Before any of the March Madness games tipped off last week, I suggested that you should fill out your bracket based on which teams are the nerdiest. Duke would put up a good fight, I reasoned, but ultimately their soon-to-be bankers would be no match for the capital ‘J’ Journalists that Northwestern boasts, and the Wildcats would win it all.
Northwestern and Duke have given us the best March Madness memes so far
The nerds flamed out and ignited some incredible memes.
NEWS FLASH: I was kidding. If you did adopt this strategy, your bracket is now buried six feet under a mountain of disappointment, wounded pride, and stupidity. I mean, your bracket is probably buried under all of that by now anyway, because that’s what happens during March Madness, but hopefully it’s not because you took my idiotic advice.
It turns out that while nerds are really good at things like reading books, owning calculators, acing exams, and taking your job when they graduate in a few years, they’re not super great at basketball this year.

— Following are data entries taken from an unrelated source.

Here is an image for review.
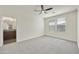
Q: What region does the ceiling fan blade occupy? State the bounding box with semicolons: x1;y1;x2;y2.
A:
45;8;53;11
41;5;44;11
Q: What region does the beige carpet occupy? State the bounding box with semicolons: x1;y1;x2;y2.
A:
0;35;79;54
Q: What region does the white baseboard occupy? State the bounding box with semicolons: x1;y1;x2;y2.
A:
45;34;77;43
17;33;44;42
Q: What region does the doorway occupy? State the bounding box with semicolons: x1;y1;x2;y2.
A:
2;16;16;44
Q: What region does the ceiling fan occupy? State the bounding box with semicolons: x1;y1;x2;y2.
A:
34;5;53;14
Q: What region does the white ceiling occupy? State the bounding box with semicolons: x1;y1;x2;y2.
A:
0;5;78;18
37;5;78;18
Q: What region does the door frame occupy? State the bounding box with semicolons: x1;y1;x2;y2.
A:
0;17;17;47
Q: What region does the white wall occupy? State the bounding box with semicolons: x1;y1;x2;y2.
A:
0;18;3;47
16;6;44;42
0;6;44;46
77;8;79;48
44;10;77;42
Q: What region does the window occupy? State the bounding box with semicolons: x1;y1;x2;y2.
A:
57;17;66;32
49;19;56;31
48;17;66;32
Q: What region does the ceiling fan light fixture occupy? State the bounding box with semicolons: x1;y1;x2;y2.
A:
34;5;54;15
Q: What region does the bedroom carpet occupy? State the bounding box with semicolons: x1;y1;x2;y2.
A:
0;35;79;54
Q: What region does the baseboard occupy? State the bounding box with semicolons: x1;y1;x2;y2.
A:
45;34;77;43
17;33;44;42
0;42;3;47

Vanderbilt, Duke, Princeton, Northwestern, and Virginia Tech — which I would argue were the top five seeds in the nerd department — all lost to much more jock-y, cooler schools.
You know what the nerds gave us in place of wins, though? Incredible internet. There are few things more satisfying than roasting people who will someday employ you.

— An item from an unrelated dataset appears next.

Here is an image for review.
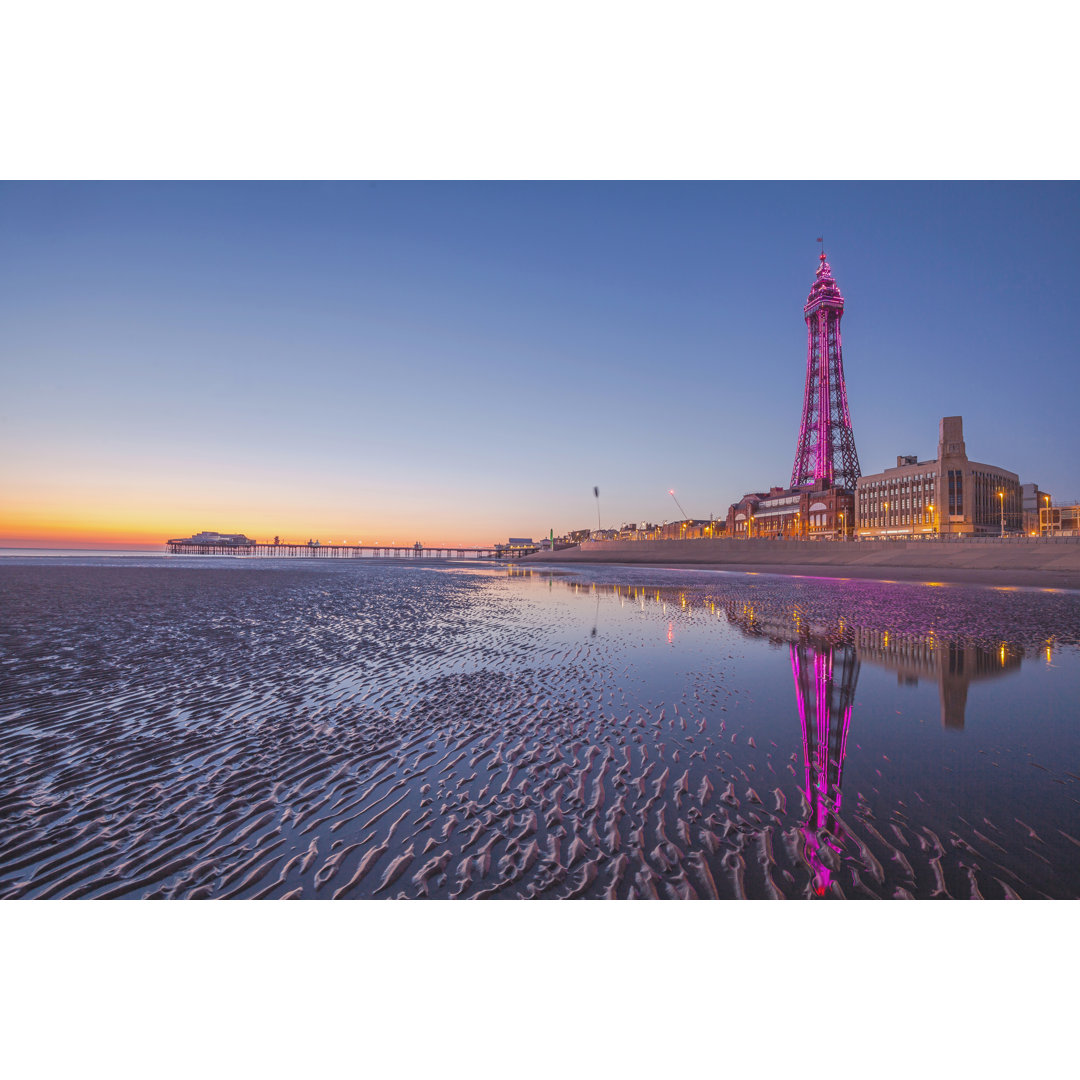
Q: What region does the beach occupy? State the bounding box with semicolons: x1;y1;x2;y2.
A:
2;559;1079;899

Surprisingly few memes came out of Vanderbilt’s and Princeton’s losses in the first round, even though both blew one-point games by missing buzzer-beating threes. You’d think nerds would have been smarter in those situations and just go to the damn basket, but they weren’t.
No, my friends, it wasn’t until the Round of 32 that the beautiful internet showed up. As Northwestern fell to Gonzaga, CBS’ broadcast bestowed Crying Braces Kid on us:
The kid is the son of Northwestern’s athletic director, Jim Phillips, according to Yahoo. As CBS kept zooming in on this picture of agony, the internet perked up its collective head, cracked its knuckles, and began meme-ing the shit out of him.

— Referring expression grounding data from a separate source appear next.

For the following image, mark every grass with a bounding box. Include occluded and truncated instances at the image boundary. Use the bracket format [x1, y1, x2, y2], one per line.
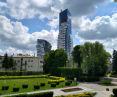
[111, 95, 115, 97]
[0, 78, 78, 95]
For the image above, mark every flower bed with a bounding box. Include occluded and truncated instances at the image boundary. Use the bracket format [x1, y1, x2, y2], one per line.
[61, 87, 82, 92]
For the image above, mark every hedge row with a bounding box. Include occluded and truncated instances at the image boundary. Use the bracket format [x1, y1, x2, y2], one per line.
[0, 75, 48, 79]
[110, 75, 117, 78]
[80, 76, 100, 82]
[50, 67, 82, 79]
[5, 91, 53, 97]
[0, 71, 44, 76]
[56, 92, 95, 97]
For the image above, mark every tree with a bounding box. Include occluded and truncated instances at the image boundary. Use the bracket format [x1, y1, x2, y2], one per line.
[43, 52, 49, 74]
[112, 50, 117, 74]
[2, 53, 15, 69]
[72, 45, 83, 67]
[80, 41, 111, 76]
[54, 49, 68, 67]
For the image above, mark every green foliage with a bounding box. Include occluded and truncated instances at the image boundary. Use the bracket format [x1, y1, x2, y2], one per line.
[2, 53, 15, 69]
[5, 91, 53, 97]
[50, 67, 82, 80]
[34, 85, 40, 89]
[102, 80, 111, 85]
[0, 71, 44, 76]
[67, 80, 72, 84]
[80, 41, 111, 76]
[51, 83, 56, 87]
[40, 83, 45, 86]
[65, 81, 71, 86]
[22, 85, 28, 88]
[112, 50, 117, 74]
[13, 87, 20, 92]
[43, 49, 68, 74]
[113, 88, 117, 97]
[72, 45, 83, 67]
[80, 76, 100, 82]
[2, 86, 9, 90]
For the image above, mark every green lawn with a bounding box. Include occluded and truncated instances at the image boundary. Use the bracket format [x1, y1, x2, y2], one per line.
[0, 78, 78, 95]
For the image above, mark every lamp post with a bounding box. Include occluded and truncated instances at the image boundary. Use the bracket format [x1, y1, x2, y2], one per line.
[4, 75, 7, 95]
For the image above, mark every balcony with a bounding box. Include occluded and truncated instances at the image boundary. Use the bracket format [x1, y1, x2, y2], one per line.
[22, 69, 27, 71]
[22, 62, 27, 66]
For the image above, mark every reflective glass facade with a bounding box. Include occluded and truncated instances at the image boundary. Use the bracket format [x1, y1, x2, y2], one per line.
[36, 39, 52, 57]
[57, 9, 73, 57]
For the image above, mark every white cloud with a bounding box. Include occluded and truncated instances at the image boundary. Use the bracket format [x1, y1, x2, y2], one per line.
[47, 18, 59, 28]
[51, 42, 57, 50]
[0, 15, 58, 51]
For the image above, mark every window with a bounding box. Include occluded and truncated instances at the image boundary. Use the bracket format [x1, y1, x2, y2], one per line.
[40, 61, 43, 63]
[28, 60, 30, 62]
[31, 66, 33, 67]
[0, 58, 2, 60]
[31, 60, 33, 62]
[18, 60, 20, 62]
[0, 67, 1, 69]
[28, 66, 30, 67]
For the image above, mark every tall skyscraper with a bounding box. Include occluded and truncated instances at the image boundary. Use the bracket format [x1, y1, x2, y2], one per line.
[57, 9, 73, 57]
[36, 39, 52, 57]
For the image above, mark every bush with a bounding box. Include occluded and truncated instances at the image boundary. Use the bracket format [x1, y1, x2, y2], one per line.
[40, 83, 45, 86]
[34, 85, 40, 89]
[55, 81, 60, 85]
[51, 83, 56, 87]
[2, 86, 9, 90]
[65, 82, 71, 86]
[13, 87, 20, 92]
[113, 88, 117, 97]
[22, 84, 28, 88]
[102, 80, 111, 85]
[80, 76, 100, 82]
[67, 80, 72, 84]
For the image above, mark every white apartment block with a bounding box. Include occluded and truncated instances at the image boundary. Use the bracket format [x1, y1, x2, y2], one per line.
[0, 55, 43, 72]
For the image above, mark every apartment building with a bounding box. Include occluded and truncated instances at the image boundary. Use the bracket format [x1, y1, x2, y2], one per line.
[0, 55, 43, 72]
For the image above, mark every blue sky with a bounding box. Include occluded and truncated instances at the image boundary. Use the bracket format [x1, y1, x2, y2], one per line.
[0, 0, 117, 57]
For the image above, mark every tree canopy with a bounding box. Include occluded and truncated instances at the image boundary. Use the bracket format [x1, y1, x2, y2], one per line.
[43, 49, 68, 74]
[72, 45, 83, 67]
[80, 41, 111, 76]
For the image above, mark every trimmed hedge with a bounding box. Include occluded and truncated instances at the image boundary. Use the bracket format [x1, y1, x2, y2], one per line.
[5, 91, 53, 97]
[0, 75, 48, 80]
[13, 87, 20, 92]
[67, 80, 72, 84]
[0, 71, 44, 76]
[22, 85, 28, 88]
[80, 76, 100, 82]
[2, 86, 9, 90]
[113, 88, 117, 97]
[50, 67, 82, 80]
[40, 83, 45, 86]
[65, 82, 71, 86]
[34, 85, 40, 89]
[102, 80, 111, 85]
[51, 83, 56, 87]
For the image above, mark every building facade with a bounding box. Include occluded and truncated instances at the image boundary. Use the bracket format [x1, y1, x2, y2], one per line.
[36, 39, 52, 57]
[57, 9, 73, 58]
[0, 55, 43, 72]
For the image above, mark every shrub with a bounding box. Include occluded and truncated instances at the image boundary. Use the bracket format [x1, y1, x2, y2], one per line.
[102, 80, 111, 85]
[13, 87, 20, 92]
[67, 80, 72, 84]
[65, 82, 71, 86]
[22, 84, 28, 88]
[2, 86, 9, 90]
[55, 81, 60, 85]
[113, 88, 117, 97]
[40, 83, 45, 86]
[51, 83, 56, 87]
[80, 76, 100, 82]
[34, 85, 40, 89]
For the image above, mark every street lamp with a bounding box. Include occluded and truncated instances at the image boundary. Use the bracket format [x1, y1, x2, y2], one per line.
[4, 75, 7, 95]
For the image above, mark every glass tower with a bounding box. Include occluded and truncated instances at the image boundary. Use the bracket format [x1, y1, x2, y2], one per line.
[36, 39, 52, 57]
[57, 9, 73, 58]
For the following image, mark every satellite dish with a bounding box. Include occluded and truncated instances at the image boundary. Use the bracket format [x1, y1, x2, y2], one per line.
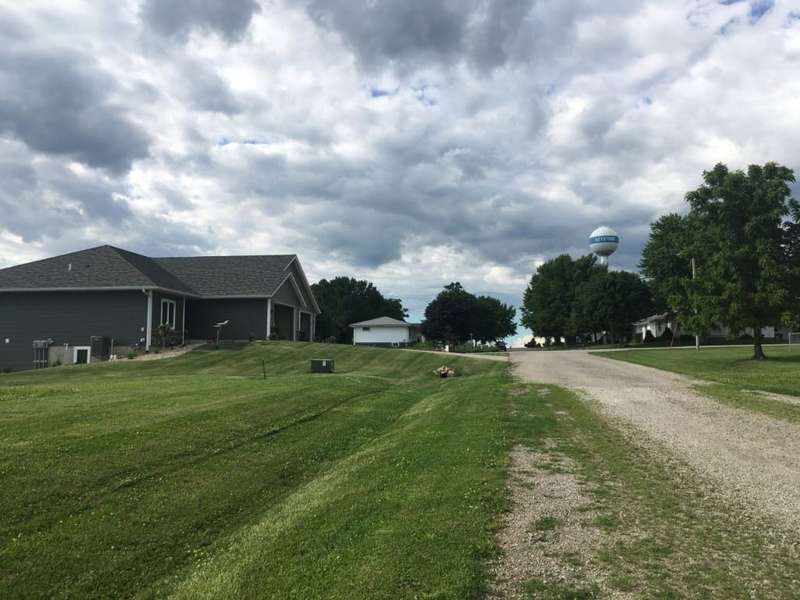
[589, 226, 619, 265]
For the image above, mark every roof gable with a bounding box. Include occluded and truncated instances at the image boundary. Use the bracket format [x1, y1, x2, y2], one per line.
[349, 316, 415, 327]
[154, 255, 295, 297]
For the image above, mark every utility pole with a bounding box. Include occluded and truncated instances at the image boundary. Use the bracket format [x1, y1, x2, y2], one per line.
[692, 257, 699, 351]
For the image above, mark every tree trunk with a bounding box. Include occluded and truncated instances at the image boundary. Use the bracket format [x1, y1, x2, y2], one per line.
[753, 326, 767, 360]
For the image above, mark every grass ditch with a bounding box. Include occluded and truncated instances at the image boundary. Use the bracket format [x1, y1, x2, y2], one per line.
[0, 342, 511, 599]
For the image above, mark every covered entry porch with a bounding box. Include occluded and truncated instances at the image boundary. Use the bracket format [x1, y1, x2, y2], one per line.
[267, 301, 315, 341]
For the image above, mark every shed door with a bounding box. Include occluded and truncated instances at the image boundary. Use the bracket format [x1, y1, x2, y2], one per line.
[75, 348, 90, 364]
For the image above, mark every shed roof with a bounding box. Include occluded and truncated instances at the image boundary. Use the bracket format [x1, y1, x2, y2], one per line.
[349, 316, 418, 328]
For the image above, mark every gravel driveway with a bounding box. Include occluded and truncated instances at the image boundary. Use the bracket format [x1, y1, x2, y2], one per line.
[511, 350, 800, 530]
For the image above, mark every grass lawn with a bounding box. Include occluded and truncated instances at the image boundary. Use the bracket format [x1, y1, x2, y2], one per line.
[595, 346, 800, 423]
[4, 342, 800, 598]
[1, 343, 511, 599]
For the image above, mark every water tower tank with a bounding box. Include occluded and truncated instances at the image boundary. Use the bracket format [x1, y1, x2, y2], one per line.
[589, 226, 619, 263]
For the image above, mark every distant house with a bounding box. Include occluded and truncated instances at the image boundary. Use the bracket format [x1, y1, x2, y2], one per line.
[349, 316, 423, 347]
[633, 313, 785, 341]
[0, 245, 320, 371]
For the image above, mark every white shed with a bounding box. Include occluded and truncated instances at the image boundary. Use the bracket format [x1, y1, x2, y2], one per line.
[349, 316, 423, 347]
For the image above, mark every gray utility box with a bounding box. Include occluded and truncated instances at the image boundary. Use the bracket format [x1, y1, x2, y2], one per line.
[311, 358, 334, 373]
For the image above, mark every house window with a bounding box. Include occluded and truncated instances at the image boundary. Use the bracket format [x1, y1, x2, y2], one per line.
[363, 326, 370, 331]
[161, 299, 177, 329]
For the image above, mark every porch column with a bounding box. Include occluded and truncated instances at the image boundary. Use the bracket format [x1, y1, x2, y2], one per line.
[293, 307, 297, 341]
[145, 290, 153, 351]
[182, 297, 186, 345]
[311, 314, 315, 342]
[266, 298, 272, 340]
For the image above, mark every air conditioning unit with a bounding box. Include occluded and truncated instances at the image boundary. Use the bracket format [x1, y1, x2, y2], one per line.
[310, 358, 334, 373]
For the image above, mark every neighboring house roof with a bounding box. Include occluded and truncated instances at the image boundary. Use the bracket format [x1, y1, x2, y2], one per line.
[0, 245, 320, 312]
[633, 312, 671, 326]
[349, 316, 418, 328]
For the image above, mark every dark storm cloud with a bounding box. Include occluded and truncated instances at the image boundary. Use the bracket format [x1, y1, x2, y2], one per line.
[0, 142, 134, 243]
[0, 46, 150, 174]
[303, 0, 538, 72]
[304, 0, 469, 71]
[140, 0, 261, 42]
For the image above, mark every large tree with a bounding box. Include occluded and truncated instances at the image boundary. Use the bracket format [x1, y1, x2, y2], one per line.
[523, 254, 653, 344]
[474, 295, 518, 342]
[311, 277, 407, 343]
[639, 213, 692, 317]
[422, 282, 517, 345]
[575, 270, 654, 342]
[684, 162, 797, 359]
[520, 254, 580, 343]
[522, 254, 608, 344]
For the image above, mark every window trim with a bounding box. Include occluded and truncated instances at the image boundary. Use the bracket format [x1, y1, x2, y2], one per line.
[160, 298, 177, 329]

I kind of felt bad for this little guy, mostly because I feel bad whenever I realize anyone is about to get roasted by the web, unless that person is the president of the United States. The moment you notice someone is about to become a meme is like spotting a tsunami before it breaks. You see the waters ebb, the wave swell, and the white crest of foam head towards that one poor soul in the form of “that feeling when” jokes.
I tried to assuage my guilt about chiming in with jokes of my own by reasoning that Crying Braces Kid will probably go to Northwestern and become a sportswriter, which means that one day he’ll get to write an incredible essay about what it was like to become a meme.
Even better than this orthodontized (it’s a word, OK?) kid were the posts that flowed as South Carolina upset Duke in a stunning game Sunday night. The only thing the internet loves more than a good-ass meme is a good-ass meme about a hated sports team. Duke star Luke Kennard got mad at a ref after he fouled out of the game, and it was like internet joke lighter fluid. The Privileged White Guy jokes set the place on fire:
Kennard wasn’t the only one who got dragged across the coals. Coach K’s red face got memed, too.
As much as I love the jokes, I can’t shake the feeling that there is something a little questionable about the entire satirical force of the internet focusing its roving Cyclops’ eye on one college player. I know, I know — when you’re a high-profile athlete, this is what you have to expect. And everyone hates Duke. And Kennard will probably make millions of dollars in the NBA at some point. I just still have a little bit of empathy for the guy, sue me.
As for turning Braces Kid or Crying Piccolo Girl into #content, it always feels naggingly questionable to me (she said hypocritically, having jumped on that bandwagon). A meme is, at its heart, a raw display of emotion that gets turned into a joke and riffed on. And when the subject is an innocent — a random human in the stands or pep band who happens to cry in the wrong place at the wrong time — using them for jokes can feel worse than doing so to a rich public figure.
But, then again, if you go to a sports game in 2017, you know ending up all over people’s Twitter timelines is a risk you run. And the internet is generally such a dark place these days that an in-good-fun meme is a real ray of light.
When it comes to capitalizing on the faces of guys like Coack K, however, I’m not conflicted in the least. Here’s a dude who has made bajillions of dollars coaching unpaid players and doing whatever it takes to win (hello, Grayson Allen’s one-game, “indefinite” suspension). He is college basketball’s eternal villain, and if anyone should have thick skin by now, it’s him. A Coach K internet barbecue is one no one should feel bad about attending.
I’m sure we’ll have many more great memes as the tournament progresses, but this weekend, the nerds were the hosts of the roasts. Their teams might’ve dropped like flies, but the jokes they gave us as they fell were A+.